Seu modus operandi analisa psicologicamente os suspeitos e deduz detalhes com um olhar clínico de admirável precisão. Sua baixa estatura contrasta com seu ego, este bem adequado ao seu primeiro nome derivado do semi-deus da mitologia grega. Poirot sempre se demonstra orgulhoso de sua capacidade observadora. Todas essas características garantiram ao personagem um lugar de honra no imaginário dos amantes de histórias policiais.

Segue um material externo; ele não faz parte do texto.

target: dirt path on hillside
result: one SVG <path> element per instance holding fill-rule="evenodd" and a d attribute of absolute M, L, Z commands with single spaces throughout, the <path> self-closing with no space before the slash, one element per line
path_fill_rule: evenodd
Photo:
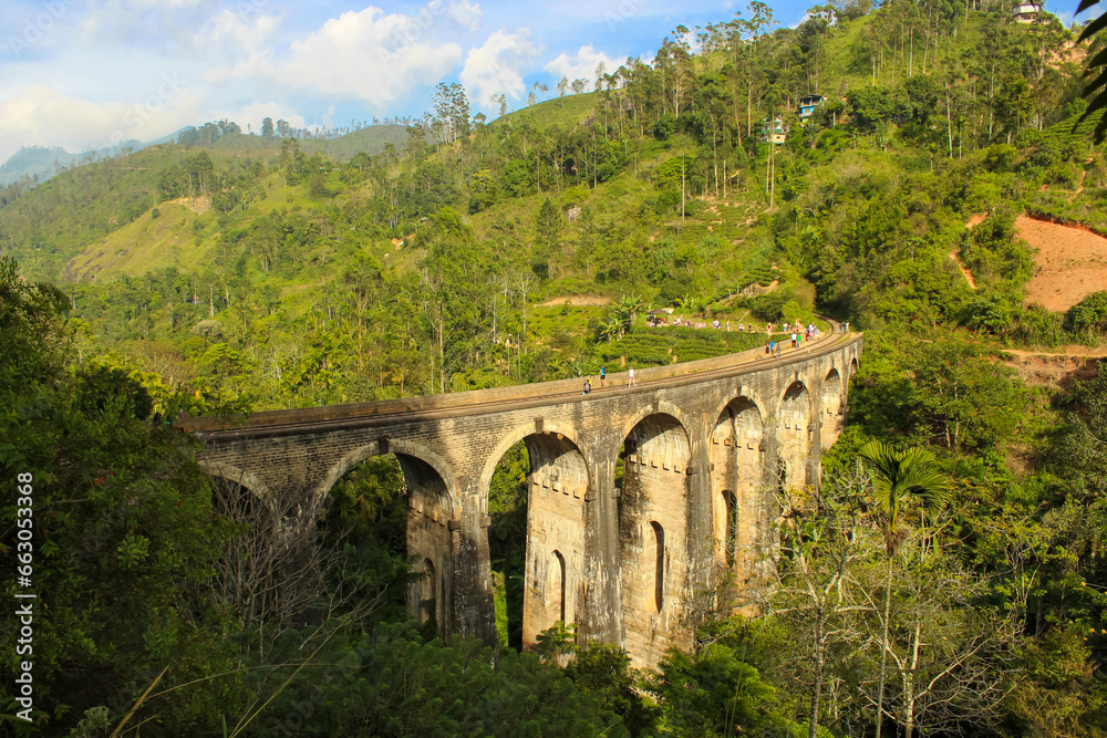
<path fill-rule="evenodd" d="M 972 289 L 975 290 L 976 289 L 976 280 L 974 280 L 972 278 L 972 272 L 970 272 L 968 269 L 965 269 L 965 266 L 963 263 L 961 263 L 961 258 L 958 256 L 958 252 L 956 251 L 950 251 L 950 259 L 953 259 L 953 263 L 955 263 L 958 266 L 958 269 L 961 270 L 961 274 L 965 278 L 965 281 L 969 282 L 969 287 L 971 287 Z"/>
<path fill-rule="evenodd" d="M 1054 353 L 1059 351 L 1063 353 Z M 1045 351 L 1005 349 L 1002 362 L 1015 371 L 1026 384 L 1070 388 L 1074 381 L 1086 382 L 1096 375 L 1107 349 L 1067 345 Z"/>
<path fill-rule="evenodd" d="M 1015 228 L 1037 249 L 1024 304 L 1065 312 L 1093 292 L 1107 290 L 1107 238 L 1028 216 L 1020 216 Z"/>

Dois anos antes do falecimento de Agatha Christie, a autora autorizou a publicação de “Cai o Pano” (Curtain) em que o detetive belga morre em uma história escrita durante a Segunda Guerra Mundial e mantida em um cofre no banco durante décadas. Em Agosto de 1975, o renomado jornal New York Times publicou a morte do personagem na seção Obituário, marcando o fim de um ciclo no gênero que coroou Agatha como Rainha e fez de Poirot uma celebridade entre seus semelhantes.

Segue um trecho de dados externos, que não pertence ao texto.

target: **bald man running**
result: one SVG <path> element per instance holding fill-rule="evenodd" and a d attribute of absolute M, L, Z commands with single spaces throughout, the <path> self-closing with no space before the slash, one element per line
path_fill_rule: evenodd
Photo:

Poirot protagonizou 39 livros, sendo 33 romances policiais além de contos diversos reunidos depois. Agatha criou outros detetives como a abelhuda Miss Marple e o investigador Parker Pyne, mas Poirot sem dúvida ocupa uma posição privilegiada no imaginário popular dos amantes do gênero. O primeiro Poirot do cinema foi o desconhecido Austin Trevor no filme “Alibi” (1931), adaptação de “O Assassinato de Roger Ackroyd”. Trevor retornou ao papel em “Black Coffee” (1931) e “Lord Edgware Dies” (1934). Tony Randall foi o segundo ator a interpretar Poirot em “The Alphabet Crimes” (1965), adaptação de “Os Crimes ABC”, que traz a curiosidade de ser o único encontro entre Poirot e Miss Marple (Margareth Rutherford). Em 1974, Albert Finney conquistou uma indicação ao Oscar por sua personificação de Poirot em “Assassinato no Expresso do Oriente”, chegando ainda a ganhar o BAFTA, o Oscar do cinema britânico. Seguidos vêm Peter Ustinov, David Suchet e agora Kenneth Branagh, que espera-se retorne para outras incursões nas telas, provando que ao menos para os fãs da narrativa policial, o crime deve compensar.